Methamphetamine use has increased since 2010. In 2013 the U.S. Department of Health and Human Services, Substance Abuse and Mental Health Services Administration found that the percentage of meth users had grown from 0.1 percent in 2010 to 0.2 percent in 2013, respectively, an increase of 353,000 individuals to 595,000.
The researchers involved in the UTHSC study hoped to identify the cellular mechanisms involved in methamphetamine addiction, including autoreceptor signaling, which decreases as a result of methamphetamine addiction.
The NIH writes, “(the study’s) findings will provide a detailed understanding of the relationship between neurotensin, DA neuron activity and meth self-administration and will lay the foundation for therapeutics targeting neurotensinand autoreceptor-mediated signaling.” The research does not violate any state or federal laws.
“Deadly Doses” revealed that the UTHSC’s methamphetamine studies involved surgically implanting catheters into the jugular veins of 8 to 10-week old mice. These catheters were connected via tubing to a pump located between the mice’s shoulder blades, which allowed for external methamphetamine injections. After the injections, the newly addicted mice were able to self-administer the drug as well.
According to the report, approximately 33 percent of the mice were not included in the experiment’s conclusion due to infected or faulty catheters; after 12-36 days, all of the mice were killed.
Will Sansom, Executive Director of Media Communications at the University of Health Science Center San Antonio, stated that the study’s actions were “in accordance with both federal and University of Texas rules and regulations” set in place by National Institutes of Health, the Association for Assessment and Accreditation of Laboratory Animal Care (AAALAC) and the institutional animal care program.
Under the 1996 Animal Welfare Act, which “sets minimum standards of care that must be provided for animals – including housing, handling, sanitation, food, water, veterinary care and protection from weather extremes,” mice are excluded.
In 2002, the Animal Welfare Act was amended to change the definition of an “animal.” This amendment effectively classified birds, rats of the genus Rattus and mice of the genus Mus as “non-animal.” These species – which account for 95 percent of all laboratory research – could now be handled at the disposal and regulation of each research institution’s choosing.
Despite the UTHSC’s research regarding addiction, the National Institutes of Health reports that animal studies often provide little insight into the ways drugs affect humans.

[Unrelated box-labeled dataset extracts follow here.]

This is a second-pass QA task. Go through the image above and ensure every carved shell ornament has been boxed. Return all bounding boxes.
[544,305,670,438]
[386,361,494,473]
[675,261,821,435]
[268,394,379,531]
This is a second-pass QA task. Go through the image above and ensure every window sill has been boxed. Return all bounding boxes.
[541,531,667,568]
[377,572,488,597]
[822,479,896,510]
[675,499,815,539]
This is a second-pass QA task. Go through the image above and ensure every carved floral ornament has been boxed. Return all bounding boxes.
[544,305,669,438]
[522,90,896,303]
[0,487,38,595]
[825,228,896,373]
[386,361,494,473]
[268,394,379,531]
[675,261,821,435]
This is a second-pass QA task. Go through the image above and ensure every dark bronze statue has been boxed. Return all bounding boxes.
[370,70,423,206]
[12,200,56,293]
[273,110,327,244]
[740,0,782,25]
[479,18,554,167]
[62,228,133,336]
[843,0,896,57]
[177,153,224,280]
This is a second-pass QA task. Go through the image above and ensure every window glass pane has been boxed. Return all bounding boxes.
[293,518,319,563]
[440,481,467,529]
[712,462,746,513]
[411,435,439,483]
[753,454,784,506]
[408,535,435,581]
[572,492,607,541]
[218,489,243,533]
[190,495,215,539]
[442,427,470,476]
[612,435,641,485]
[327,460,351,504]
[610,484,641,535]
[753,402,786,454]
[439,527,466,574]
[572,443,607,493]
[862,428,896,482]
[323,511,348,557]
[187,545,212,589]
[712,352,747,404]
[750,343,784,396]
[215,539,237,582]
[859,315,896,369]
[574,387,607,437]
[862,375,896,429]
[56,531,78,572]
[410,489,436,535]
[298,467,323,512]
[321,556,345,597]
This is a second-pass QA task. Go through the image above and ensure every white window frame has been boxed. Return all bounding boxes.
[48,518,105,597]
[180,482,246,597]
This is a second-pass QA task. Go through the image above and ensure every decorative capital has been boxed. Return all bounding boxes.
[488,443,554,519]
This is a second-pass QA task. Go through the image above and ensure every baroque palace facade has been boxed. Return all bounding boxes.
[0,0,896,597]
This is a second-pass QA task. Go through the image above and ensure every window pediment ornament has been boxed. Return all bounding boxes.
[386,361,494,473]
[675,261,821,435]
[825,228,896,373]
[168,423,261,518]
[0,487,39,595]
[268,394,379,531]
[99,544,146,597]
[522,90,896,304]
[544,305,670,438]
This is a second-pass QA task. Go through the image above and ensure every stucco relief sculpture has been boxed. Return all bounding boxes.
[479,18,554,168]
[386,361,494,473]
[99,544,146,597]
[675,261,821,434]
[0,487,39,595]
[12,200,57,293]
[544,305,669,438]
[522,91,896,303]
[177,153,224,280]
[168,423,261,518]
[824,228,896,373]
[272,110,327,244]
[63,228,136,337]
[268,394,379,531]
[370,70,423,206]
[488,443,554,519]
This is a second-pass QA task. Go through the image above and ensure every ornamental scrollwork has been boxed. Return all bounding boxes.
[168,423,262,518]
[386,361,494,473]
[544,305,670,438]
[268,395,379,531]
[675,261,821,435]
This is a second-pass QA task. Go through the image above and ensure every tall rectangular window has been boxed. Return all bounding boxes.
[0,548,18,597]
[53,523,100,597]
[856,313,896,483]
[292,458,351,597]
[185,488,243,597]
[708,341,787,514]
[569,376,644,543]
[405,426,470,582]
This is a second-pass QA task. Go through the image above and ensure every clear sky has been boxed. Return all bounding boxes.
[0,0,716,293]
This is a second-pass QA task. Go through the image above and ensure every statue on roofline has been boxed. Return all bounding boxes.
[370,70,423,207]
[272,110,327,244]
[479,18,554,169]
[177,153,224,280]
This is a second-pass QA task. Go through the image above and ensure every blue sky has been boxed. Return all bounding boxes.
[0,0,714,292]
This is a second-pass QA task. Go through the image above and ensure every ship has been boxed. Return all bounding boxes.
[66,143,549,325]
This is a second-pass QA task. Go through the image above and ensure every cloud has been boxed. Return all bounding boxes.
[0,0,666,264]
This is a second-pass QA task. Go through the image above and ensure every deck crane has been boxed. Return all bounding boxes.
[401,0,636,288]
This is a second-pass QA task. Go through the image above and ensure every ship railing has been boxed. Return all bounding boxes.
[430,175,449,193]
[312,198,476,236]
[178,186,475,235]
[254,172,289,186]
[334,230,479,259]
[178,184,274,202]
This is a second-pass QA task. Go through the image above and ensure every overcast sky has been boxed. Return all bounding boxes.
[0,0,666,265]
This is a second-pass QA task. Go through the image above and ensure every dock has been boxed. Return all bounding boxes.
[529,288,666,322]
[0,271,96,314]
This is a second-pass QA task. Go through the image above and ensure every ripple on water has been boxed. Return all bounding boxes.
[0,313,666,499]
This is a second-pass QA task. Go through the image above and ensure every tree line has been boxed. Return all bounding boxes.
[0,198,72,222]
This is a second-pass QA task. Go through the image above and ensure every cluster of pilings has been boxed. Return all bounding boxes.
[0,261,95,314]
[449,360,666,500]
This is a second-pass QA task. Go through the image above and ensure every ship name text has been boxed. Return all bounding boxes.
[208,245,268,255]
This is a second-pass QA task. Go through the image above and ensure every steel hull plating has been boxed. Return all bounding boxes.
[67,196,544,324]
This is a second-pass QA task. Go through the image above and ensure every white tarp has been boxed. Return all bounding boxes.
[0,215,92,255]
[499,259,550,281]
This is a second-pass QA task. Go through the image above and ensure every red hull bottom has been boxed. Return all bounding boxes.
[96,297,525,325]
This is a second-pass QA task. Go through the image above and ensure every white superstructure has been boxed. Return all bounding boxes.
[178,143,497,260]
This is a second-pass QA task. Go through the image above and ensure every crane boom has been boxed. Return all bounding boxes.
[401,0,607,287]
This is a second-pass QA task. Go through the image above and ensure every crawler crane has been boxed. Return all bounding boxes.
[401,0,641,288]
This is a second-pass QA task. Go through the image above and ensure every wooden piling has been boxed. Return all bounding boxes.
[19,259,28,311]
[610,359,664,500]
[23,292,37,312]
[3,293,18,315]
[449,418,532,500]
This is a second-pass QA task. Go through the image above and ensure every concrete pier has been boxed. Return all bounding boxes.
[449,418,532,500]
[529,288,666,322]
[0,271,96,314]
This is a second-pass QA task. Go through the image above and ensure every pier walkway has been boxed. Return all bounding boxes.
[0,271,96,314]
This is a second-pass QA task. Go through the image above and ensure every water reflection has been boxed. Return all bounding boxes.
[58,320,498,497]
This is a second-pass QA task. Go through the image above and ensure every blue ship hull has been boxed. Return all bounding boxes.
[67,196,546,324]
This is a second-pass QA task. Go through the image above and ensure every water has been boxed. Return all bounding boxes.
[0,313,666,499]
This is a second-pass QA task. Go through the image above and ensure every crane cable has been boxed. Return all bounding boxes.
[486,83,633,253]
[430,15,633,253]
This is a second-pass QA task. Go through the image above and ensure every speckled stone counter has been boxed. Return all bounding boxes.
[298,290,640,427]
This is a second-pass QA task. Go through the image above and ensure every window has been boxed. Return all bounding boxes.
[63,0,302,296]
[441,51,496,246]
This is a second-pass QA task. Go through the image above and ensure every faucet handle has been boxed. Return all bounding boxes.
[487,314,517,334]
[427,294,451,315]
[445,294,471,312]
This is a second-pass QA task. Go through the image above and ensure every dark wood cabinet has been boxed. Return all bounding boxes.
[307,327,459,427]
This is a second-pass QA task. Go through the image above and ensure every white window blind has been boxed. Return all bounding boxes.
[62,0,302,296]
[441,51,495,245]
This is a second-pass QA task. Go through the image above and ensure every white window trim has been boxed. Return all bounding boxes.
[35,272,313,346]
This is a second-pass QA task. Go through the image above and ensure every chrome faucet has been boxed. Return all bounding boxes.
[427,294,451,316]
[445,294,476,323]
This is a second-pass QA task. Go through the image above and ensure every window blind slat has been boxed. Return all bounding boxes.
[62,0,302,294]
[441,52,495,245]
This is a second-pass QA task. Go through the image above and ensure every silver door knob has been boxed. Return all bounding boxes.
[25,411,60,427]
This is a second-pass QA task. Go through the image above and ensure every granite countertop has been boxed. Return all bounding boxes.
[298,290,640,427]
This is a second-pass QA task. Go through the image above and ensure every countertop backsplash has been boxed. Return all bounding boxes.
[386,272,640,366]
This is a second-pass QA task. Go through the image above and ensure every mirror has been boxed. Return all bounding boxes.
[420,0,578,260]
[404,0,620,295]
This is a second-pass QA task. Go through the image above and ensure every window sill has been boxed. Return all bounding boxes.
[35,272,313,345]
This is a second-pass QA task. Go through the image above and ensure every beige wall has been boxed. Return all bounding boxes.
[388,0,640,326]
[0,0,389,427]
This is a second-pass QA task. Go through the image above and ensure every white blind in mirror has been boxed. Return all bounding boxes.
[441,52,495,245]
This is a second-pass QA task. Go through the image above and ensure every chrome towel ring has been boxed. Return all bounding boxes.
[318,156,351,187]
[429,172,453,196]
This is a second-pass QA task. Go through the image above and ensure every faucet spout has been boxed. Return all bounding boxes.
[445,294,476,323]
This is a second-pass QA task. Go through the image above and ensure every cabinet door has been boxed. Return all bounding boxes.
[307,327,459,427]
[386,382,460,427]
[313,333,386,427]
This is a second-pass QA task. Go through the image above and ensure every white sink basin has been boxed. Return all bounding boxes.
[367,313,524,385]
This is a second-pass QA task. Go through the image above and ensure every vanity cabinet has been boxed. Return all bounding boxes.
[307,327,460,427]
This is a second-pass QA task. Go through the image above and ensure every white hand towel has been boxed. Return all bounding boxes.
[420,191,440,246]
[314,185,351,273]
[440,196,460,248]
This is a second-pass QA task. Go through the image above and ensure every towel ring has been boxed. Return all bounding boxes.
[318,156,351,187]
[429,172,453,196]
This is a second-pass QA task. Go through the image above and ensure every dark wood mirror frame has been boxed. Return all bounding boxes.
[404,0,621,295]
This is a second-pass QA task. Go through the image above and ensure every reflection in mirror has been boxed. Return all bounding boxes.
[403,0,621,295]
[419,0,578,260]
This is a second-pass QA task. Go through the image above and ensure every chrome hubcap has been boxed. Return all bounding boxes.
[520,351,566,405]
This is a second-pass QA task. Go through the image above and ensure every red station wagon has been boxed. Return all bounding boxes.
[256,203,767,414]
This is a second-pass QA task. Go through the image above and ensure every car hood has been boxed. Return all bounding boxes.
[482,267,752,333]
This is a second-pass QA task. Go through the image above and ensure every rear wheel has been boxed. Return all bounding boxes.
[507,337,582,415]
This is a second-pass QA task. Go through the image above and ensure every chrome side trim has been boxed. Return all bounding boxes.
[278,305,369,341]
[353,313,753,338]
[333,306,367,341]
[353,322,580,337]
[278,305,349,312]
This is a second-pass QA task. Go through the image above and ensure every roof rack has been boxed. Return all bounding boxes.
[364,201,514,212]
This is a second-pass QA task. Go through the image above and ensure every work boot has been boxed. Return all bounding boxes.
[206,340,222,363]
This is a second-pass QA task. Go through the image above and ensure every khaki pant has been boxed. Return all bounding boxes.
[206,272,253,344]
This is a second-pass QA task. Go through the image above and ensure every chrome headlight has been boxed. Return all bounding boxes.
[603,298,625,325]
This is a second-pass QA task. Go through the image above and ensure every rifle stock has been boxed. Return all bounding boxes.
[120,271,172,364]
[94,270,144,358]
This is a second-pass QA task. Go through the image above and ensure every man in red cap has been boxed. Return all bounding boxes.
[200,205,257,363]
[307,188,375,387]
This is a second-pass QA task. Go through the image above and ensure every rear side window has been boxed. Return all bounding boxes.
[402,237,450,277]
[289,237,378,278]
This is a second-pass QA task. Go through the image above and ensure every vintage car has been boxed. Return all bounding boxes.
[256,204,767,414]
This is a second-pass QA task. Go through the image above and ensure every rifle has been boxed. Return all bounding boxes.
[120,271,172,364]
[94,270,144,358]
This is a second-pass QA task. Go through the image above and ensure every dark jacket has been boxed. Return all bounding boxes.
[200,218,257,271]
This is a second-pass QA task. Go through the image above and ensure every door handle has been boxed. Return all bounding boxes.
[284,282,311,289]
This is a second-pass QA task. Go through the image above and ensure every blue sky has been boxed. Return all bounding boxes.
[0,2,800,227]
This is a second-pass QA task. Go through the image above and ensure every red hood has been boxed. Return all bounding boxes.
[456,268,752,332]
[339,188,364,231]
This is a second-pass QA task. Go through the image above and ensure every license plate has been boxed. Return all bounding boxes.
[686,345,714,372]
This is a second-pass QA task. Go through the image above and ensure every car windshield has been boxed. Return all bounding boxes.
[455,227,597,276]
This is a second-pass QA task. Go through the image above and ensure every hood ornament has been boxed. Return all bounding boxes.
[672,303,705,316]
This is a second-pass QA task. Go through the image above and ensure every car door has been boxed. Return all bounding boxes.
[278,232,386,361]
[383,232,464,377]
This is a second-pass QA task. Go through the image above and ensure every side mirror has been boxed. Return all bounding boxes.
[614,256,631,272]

The NIH’s Wide Strategic Plan Fiscal Years 2016-2020 report states, “Petri dish and animal models often fail to provide good ways to mimic disease or predict how drugs will work in humans, resulting in much wasted time and money while patients wait for therapies.”
Julia Orr of the Animal Justice Project USA hopes the Deadly Doses report will put an end to federally funded research conducted on animals to study the effects of recreational drugs, tobacco and alcohol, especially when the results seem to yield minimal – if any – progress.
Orr explained, “By making this information public, we can educate people about this egregious cruelty and waste of money so we can pressure the NIH to first, have them attempt to justify the unjustifiable, and ultimately bring an end to the experiments.”
David Williams, president of the Taxpayers Protection Alliance, believes that the only way to accomplish NIH pressuring is through Congress. “We want to get people pissed off. I mean we want people mad, and we want people to take action,” Williams said. “So we’re hoping that that’s what the next step is – that people will call their member of Congress and demand this, because Congress doesn’t change because they want to; they change because they have to.”